I couldn’t agree more (Gone Girl has so much to answer for), and with the rest of the essay, which you can read right here. I like the image of titles that prove their point, too:

Did you know the title of the first Kate Shugak novel was originally Termination Dust? The publisher changed it to A Cold Day for Murder because they thought my title was too Alaskan. Termination dust is what we call the first snow on the mountains in the fall (aka the last week of August), as in it signals the termination of summer. I thought it was a fun way to bring the reader into the setting, which was, well, Alaska, as it works as Alaskan imagery and argot both, as well as a tribute to the mystery genre. Termination, get it? Of course you do. But some publishers can’t dumb things down enough for the gen pop.

[Finally got good cover art from Head of Zeus, even if I am forever stuck with that title. I’ve learned to live with it, though, because what else can you do?]

It isn’t the editorial department making these changes.

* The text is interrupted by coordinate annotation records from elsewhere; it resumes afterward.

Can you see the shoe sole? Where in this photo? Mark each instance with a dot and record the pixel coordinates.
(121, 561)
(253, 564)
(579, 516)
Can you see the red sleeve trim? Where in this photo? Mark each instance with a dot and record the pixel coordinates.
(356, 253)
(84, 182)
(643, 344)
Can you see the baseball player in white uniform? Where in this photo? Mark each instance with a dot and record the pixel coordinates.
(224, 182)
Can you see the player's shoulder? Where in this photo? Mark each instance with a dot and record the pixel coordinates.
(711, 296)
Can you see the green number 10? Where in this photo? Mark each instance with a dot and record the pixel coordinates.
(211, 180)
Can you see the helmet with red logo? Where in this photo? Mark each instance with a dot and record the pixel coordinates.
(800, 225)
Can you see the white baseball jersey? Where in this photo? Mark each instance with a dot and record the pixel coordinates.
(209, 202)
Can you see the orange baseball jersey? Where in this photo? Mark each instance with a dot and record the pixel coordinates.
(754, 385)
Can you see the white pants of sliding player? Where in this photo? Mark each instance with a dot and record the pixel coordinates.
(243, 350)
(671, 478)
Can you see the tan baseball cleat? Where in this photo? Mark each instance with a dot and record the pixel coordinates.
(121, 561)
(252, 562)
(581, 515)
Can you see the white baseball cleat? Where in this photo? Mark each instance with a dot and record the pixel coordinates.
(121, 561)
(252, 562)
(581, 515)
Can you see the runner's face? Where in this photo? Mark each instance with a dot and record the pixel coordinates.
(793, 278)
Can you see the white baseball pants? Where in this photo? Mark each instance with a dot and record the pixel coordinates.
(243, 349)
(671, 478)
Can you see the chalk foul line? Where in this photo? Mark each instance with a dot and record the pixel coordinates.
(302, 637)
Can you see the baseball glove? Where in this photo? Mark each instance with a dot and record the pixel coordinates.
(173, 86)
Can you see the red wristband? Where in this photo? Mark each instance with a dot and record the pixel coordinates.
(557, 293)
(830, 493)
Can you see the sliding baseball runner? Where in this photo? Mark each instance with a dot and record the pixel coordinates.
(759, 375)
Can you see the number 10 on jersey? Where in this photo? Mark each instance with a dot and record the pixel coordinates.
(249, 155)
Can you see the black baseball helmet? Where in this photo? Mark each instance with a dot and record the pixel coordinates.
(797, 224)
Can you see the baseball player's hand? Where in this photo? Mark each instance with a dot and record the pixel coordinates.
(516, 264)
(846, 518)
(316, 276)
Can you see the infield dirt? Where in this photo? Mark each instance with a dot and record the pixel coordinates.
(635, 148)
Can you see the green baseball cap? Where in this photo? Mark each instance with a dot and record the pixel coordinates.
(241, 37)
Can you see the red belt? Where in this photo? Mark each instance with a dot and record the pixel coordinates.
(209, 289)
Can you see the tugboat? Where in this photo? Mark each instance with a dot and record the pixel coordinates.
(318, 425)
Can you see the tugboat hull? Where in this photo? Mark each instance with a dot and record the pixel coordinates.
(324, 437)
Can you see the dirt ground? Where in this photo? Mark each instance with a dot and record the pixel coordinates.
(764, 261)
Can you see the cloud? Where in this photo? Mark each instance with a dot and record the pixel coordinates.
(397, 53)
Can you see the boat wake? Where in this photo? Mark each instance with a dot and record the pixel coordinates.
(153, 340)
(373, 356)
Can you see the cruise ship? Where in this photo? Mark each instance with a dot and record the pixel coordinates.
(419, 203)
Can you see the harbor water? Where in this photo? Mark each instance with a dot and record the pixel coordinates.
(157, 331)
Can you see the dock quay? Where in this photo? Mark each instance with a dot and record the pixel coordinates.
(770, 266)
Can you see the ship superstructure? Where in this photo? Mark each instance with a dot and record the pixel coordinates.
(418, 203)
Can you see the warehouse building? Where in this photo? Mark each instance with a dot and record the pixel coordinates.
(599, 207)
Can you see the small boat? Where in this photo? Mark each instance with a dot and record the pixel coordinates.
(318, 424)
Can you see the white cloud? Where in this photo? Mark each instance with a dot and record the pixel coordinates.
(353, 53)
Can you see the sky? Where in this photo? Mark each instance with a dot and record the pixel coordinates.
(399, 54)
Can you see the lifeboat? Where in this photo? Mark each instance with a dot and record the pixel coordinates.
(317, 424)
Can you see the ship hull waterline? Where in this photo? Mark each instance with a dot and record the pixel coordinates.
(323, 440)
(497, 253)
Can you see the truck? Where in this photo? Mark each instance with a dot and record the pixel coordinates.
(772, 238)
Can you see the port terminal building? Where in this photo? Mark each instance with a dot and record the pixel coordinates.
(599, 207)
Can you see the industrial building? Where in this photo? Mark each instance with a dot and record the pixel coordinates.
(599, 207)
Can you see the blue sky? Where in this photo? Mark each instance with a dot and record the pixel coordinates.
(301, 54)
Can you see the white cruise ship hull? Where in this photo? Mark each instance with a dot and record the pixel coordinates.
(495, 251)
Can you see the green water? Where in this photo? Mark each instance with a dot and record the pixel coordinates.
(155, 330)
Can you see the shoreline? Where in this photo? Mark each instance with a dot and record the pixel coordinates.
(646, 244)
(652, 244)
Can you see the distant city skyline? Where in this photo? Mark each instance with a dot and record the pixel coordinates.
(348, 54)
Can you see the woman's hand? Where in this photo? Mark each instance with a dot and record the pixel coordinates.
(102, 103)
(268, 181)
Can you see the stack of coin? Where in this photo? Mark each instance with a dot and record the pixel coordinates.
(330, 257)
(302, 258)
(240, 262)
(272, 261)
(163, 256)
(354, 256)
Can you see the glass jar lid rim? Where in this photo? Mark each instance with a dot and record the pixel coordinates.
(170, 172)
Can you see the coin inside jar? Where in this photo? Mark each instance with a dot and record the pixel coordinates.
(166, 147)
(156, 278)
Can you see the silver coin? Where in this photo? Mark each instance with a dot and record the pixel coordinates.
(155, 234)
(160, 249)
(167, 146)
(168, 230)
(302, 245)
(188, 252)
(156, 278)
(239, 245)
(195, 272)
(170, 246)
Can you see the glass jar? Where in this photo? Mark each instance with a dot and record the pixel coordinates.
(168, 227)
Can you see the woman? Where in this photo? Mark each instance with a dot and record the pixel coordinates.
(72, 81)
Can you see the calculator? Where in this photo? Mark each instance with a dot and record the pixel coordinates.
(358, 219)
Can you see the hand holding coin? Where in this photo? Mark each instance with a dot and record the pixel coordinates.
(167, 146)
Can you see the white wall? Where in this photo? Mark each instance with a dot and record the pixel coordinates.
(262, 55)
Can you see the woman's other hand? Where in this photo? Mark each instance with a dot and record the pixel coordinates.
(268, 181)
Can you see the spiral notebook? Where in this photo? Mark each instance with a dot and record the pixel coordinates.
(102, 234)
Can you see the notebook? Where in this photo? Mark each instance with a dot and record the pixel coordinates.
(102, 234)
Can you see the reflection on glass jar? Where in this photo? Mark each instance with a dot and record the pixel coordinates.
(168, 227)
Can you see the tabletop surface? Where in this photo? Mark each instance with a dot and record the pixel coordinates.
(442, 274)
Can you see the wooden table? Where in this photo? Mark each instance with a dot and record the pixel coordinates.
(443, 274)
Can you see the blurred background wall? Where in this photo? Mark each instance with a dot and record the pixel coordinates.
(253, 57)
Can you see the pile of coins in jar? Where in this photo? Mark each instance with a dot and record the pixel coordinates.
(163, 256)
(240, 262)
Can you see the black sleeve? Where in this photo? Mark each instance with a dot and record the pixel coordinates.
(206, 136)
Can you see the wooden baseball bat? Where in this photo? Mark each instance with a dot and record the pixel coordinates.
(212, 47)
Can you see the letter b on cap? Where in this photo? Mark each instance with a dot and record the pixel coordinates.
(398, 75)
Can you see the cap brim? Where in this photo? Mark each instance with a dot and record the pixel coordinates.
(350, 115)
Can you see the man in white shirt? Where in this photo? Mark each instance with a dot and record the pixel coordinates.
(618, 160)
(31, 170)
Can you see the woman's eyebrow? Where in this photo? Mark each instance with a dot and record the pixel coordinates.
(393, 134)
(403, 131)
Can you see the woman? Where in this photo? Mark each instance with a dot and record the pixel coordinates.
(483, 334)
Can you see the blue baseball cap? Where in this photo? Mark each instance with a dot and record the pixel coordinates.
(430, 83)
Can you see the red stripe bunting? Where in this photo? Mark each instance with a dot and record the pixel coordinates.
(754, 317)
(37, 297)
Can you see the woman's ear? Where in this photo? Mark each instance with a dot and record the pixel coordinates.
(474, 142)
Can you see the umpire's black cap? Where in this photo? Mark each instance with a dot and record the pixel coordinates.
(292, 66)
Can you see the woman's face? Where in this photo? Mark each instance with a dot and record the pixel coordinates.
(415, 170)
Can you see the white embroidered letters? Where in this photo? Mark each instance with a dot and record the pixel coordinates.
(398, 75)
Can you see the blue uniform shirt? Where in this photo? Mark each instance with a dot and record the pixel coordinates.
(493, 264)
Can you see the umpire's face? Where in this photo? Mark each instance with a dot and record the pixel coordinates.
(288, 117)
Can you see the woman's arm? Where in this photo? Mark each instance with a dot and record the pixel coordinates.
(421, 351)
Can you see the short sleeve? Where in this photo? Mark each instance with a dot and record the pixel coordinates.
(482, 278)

It’s the marketing department.

Be prepared to cave. You can’t fight the marketing department.

#thiswritinglife Chatter

6 Comments Leave a comment

  1. Right or wrong? Well for me I think they got it right in this case – Alaskans I guess may disagree but ‘A Cold Day for Murder’ spoke to me straight away. I thought I knew exactly what I was going to get and was not disappointed – couldn’t have been happier, an un-put downable intro for me – loved this first of many meetings with the Alaskan Gang, canine and all else and have never looked back – thank you Dana …

  2. Some random thoughts after reading Pulitzer Bait and laughing out loud at some of it…
    “Go Tell the Bees That I Am Gone” makes perfect sense if you know the book.
    My book group read “All the Things We Cannot See” some years back, and our co-chair referred to it, before the actual discussion, as “All the Sounds We Cannot Hear”.
    Looked up the original title of “And Then There Were None”. [cringe]

    And, not a book title, but tangentially related — just yesterday, I heard an announcer (on NPR, no less!) refer to the Pu-LITZ-er Prize. [smh]

    • Aaaaeeeiiii! That’s like announcers on Alaska radio who have been here maybe a minute calling NiNILchik NI-nilchik or REdoubt ReDOUBT. Isssshhhhhhhh…

  3. Did you influence Sue Henry’s choice of the title TerminationDiust a few years after you tried to use? Or just an Alaskan coincidence?